Drunk off the red light
Under McCarthy, it’s not the most thoughtful voice that leads to the top, but the loudest. McCarthy is helping to build a party full of mediagenic figures who don’t want to listen to anyone. More and more often not to him either.
“People who walk into the Capitol and get drunk on the cameras red light,” Republican campaign strategist Alice Stewart calls them in The New York Times: the more they are in the spotlight, the more influential they become. They are allowed to speak on conservative media outlets, get noticed by right-wing backers and raise money for their next campaign. They are hardly concerned with problems of voters – substantive policy.
Exactly this group had turned once morest the party leader this week. “We need a leader who can’t get out of this broken system,” sleeper Lauren Boebert said Thursday. “I want to fix it.”
De ‘Taliban 20’
Can you negotiate with politicians who don’t believe in the system? McCarthy kept trying for weeks. He has made major concessions in recent days.
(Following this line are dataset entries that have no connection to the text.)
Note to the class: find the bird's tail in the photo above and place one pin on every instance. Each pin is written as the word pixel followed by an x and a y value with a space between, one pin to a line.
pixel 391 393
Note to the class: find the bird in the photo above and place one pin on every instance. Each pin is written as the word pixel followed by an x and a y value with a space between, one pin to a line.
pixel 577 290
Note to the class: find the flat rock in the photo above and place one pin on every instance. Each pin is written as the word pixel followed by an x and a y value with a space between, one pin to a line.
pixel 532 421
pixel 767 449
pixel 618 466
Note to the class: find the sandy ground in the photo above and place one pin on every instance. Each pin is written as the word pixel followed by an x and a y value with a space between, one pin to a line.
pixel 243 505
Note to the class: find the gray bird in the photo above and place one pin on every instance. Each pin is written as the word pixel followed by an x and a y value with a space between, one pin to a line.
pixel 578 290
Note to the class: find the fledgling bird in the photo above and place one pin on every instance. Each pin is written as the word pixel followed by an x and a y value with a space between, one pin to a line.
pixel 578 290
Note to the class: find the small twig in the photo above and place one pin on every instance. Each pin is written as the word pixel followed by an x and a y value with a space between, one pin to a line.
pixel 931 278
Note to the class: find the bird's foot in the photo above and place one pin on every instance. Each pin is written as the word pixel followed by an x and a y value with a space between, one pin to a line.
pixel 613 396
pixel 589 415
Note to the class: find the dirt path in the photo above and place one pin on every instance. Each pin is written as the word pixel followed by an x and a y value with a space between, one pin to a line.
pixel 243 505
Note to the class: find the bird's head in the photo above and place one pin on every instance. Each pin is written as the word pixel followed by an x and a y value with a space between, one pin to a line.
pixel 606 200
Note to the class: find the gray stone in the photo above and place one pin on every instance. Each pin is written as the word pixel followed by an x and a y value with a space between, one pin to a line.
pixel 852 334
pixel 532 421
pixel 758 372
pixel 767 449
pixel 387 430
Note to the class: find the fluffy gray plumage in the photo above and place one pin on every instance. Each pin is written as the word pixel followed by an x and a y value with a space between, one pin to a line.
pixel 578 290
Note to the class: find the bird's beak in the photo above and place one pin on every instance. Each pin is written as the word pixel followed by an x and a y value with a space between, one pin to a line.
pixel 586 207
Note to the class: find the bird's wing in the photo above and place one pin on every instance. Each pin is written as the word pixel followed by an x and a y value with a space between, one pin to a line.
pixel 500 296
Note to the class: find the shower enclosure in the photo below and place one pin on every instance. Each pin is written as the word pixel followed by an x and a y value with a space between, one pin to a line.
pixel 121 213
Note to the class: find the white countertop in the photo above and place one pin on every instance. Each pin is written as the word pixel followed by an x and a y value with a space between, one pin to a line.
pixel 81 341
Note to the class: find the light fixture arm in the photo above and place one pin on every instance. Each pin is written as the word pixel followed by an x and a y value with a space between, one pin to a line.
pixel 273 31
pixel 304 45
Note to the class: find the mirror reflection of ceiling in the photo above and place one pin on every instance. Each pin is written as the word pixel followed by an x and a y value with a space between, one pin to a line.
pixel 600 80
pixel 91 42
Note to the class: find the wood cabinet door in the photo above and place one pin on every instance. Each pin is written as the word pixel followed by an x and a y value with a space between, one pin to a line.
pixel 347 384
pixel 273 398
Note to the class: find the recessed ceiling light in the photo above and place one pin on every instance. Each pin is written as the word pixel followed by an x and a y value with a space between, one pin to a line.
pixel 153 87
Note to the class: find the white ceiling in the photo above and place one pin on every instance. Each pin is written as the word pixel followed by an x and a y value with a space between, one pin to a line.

He promised the troublemakers positions in political committees and even an adjustment of the rules that will make it easier for them to impeach him later.
The troublemakers prefer to present themselves with arguments, obstruction and chaos – not with convenient political deals. Angry Republicans who want to break the impasse speak reproachfully of the ‘Chaos Caucus’ or even the ‘Taliban 20’.
Even now that Kevin McCarthy has made a deal with his opponents, he is far from getting rid of them. “He handed himself over to hostage takers,” the magazine writes The Atlantic. “A McCarthy presidency is a recipe for parliamentary paralysis, for rule by a minority faction within the majority party, for crisis following crisis following crisis.”
Kevin McCarthy’s long-held dream of becoming chairman has finally come true. The question is how long his old friends will let him enjoy his new office.